Schilderachtig is de ligging der nieuwe kerk. Van den Bergweg voert eene dubbele laan, met boomen in 't midden, naar een open en ruim plein, het Sint Hildegardisplein, en daar verheft zich het statig kerkgebouw op een kruispunt van straten.
Zij is ontworpen in den vorm van eene groote kruiskerk, maar tot nog toe zijn er slechts drie kruisarmen voltooid, de vierde, met het front naar den Bergweg, met den hoofdtoren, moet nog worden afgebouwd; in 't midden van 't kruis verheft zich een eenvoudig maar liefelijk rijzend Sacramentstorentje.

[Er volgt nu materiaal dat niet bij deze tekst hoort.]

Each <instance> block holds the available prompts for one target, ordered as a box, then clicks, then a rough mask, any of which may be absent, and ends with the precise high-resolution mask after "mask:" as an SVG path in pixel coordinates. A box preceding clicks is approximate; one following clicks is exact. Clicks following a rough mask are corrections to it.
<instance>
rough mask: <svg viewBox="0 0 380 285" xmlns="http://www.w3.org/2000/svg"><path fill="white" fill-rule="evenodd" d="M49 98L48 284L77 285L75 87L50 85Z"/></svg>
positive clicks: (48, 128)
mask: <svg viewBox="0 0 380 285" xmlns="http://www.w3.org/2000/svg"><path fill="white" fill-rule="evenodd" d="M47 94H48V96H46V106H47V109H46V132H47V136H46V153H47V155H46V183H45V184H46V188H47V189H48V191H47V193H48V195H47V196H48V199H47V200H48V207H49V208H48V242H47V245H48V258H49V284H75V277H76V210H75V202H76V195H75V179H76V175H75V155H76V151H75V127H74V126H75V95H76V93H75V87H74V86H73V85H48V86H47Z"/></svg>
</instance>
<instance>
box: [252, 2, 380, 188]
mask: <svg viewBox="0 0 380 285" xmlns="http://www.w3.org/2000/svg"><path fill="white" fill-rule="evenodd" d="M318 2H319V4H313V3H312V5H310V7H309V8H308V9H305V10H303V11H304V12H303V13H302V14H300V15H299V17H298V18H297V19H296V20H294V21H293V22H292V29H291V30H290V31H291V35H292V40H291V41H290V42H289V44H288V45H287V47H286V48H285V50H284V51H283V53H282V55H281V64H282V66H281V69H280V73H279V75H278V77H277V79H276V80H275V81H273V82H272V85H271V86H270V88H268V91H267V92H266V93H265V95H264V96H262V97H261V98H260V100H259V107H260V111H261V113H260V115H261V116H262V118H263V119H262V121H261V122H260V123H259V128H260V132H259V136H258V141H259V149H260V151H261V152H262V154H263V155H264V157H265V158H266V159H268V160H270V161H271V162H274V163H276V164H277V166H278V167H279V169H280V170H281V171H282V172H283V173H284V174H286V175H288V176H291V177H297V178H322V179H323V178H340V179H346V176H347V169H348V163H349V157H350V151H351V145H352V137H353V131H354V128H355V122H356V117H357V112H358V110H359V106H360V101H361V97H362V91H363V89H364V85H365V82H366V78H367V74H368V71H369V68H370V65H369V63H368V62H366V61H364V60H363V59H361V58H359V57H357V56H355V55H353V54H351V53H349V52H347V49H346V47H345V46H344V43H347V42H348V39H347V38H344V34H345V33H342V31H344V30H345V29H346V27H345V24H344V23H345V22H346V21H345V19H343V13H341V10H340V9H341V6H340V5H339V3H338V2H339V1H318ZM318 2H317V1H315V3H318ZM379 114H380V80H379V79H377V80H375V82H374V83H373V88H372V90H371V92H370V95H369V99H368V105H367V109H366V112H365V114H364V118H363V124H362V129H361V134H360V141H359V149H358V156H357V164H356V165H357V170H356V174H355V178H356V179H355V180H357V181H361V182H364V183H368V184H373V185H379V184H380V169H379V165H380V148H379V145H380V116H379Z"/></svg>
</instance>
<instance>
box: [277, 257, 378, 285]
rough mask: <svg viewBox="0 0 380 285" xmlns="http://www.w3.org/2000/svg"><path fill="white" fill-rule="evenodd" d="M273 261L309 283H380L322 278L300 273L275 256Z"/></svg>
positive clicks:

Een blik binnen de kerk doet ons oog eene eenvoudige, maar streng gothieke kerk aanschouwen, eene kerk, ontdaan van alle bouwsieraden, maar die spreekt door haar zuiverheid van proportiën, haar edele en strenge lijnen en de aangename afwisseling der gevoegde hoofdvormen met bepleisterde tusschenvakken.
Het inwendige der kerk bestaat uit een hoofdbeuk met twee zijbeuken met uitgehouwen kruisarmen, waaraan zich aan de zijde van de abside nog een derde en vierde zijbeuk aansluit. Wordt de hoofdbeuk opgesloten door 't priesterkoor, ieder der zijbeuken wordt gesloten door een altaarkapel.
Onder deze kapellen ziet men er eene, die in ruimte en vorm de andere overtreft; deze is de kapel der H. Patrones, waar haar altaar staat met haar beeld onder een baldakijn. Daar ook zal door de zorg van den pastoor weldra een gedeelte van haar heilig gebeente rusten, wat ia de parochiekerk te Eibingen (Rijnprovincie) zich bevindt in een kostbaar relequie-schrijn.
Wordt het oog in deze kerk getrokken door 't aangenaam spel der lijnen, door 't ruime priesterkoor, omringd door altaar-kapellen, ook treft ons de zachte tint der ramen, die met fijn gedetailleerd kathedraalglas zijn gevuld en de harmonieuze polychromie van 't plafond, dat rijk met arabesken en ornamenttakken is gedecoreerd.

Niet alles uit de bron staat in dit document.